Are you tired of having to keep several different compression utilities on your Windows PC to support a variety of archive formats? With IZArc, you no longer have to. This nifty little freeware program supports not only ZIP, RAR, and ARC, but also GZ, ZOO, JAR, BIN, TAZ, TAR, and a bunch of others you’ve probably never even heard of and may never use.
The program is very easy to use and sports a nice drag-and-drop interface that interacts seamlessly with Windows Explorer. Just click on the archive you want to open, drag it into the program, and you’re done. Of course, you can also use the utility to create archives as well as view and search archives without first opening them. And in addition to handling all the different flavors of compression available (nearly 50 in all!), it also supports ISO CD and DVD images.
And if that wasn’t enough to make this freeware program a valuable addition to your PC, you can also download and design your own “skins” and give the program a custom look and feel. If you’re tired of having a handful of compression programs taking up space on your desktop, this is the one you need to replace all of them.
The Right Image
IrfanView (pronounced Ear-Fan-View) is named for Irfan Skiljan, a programmer from Bosnia who invented this powerful little image viewer that’s taking the Internet by storm.
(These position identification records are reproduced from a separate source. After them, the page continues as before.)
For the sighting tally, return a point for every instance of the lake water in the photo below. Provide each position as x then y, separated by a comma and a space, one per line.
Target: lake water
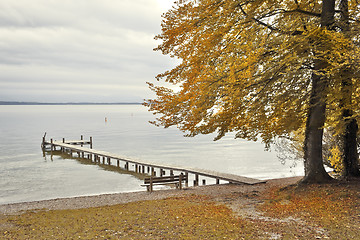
26, 175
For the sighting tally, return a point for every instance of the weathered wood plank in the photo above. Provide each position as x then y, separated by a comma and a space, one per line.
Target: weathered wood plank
202, 172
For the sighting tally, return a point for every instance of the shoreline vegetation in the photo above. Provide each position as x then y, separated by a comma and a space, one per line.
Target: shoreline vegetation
67, 103
278, 209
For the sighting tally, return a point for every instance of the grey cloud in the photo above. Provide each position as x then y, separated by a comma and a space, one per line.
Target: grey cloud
74, 49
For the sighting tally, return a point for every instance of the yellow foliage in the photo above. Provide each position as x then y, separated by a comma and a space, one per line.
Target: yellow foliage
246, 67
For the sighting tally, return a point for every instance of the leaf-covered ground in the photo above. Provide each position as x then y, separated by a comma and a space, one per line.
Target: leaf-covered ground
313, 212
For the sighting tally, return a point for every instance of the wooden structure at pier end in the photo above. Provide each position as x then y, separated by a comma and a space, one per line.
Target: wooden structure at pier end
84, 149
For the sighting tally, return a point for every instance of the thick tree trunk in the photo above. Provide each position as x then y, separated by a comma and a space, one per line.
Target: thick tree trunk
350, 153
351, 157
314, 167
313, 162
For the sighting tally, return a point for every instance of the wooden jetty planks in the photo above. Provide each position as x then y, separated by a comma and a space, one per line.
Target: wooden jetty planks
74, 146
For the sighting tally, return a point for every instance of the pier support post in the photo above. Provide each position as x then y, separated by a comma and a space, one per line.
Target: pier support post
196, 181
52, 147
153, 173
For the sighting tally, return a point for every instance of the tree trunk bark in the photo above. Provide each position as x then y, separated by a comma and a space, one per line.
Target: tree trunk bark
350, 153
313, 162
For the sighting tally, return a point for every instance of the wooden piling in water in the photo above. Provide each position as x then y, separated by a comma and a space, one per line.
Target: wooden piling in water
140, 167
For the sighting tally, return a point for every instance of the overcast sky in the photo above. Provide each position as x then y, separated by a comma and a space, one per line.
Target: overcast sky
80, 50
The program is less than 1MB in size but contains features that rival commercial viewers such as ACDsee and, through the use of plugins, even supports video and audio files.
All in all, the utility supports nearly 60 image formats, including mainstays such as JPEG, GIF, BMP, TIF, and WMF, as well as more obscure formats like RAS, SFF, and DNG. Moreover, the program comes with limited editing options (crop, rotate, flip, resize, etc.) which enable you to edit files quickly without bringing in Paint Shop Pro, Photoshop, or one of the other big guns.
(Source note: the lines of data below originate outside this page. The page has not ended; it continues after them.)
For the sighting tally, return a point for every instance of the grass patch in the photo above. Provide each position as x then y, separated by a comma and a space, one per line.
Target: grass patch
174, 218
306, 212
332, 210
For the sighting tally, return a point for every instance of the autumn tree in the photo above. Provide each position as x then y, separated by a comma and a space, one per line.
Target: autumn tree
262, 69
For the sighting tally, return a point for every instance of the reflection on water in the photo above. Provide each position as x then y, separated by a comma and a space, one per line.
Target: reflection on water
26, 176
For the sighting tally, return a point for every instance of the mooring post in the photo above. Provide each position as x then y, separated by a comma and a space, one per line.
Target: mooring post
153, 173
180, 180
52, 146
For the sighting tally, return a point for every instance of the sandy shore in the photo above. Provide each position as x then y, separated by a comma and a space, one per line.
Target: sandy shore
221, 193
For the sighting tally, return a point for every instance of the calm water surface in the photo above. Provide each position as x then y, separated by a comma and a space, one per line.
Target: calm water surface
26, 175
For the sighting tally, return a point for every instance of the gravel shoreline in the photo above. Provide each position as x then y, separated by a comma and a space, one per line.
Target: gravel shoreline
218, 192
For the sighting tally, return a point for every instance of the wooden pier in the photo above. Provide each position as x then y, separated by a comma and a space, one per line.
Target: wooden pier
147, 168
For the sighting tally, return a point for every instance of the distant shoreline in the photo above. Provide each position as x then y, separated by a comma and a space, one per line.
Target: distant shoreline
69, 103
My favorite feature is the full-screen right-click browsing option, which lets you create a de facto slide show, quickly cycling through all of the images in a directory. If you’re in a hurry and just need to find that one particular image but can’t remember the file name, this capability can be a life saver. Add to that the built-in multimedia player, support for Adobe Photoshop filters, and batch conversion (change all the images in a directory to, for example, 800×500 GIFs,) and you’ll quickly find this freeware gem to be an invaluable addition to your suite of utilities. Because, remember, sometimes, you really do get what you don’t pay for.
Contributing Editor Joe DeRouen writes Windows Advisor monthly for ComputerUser.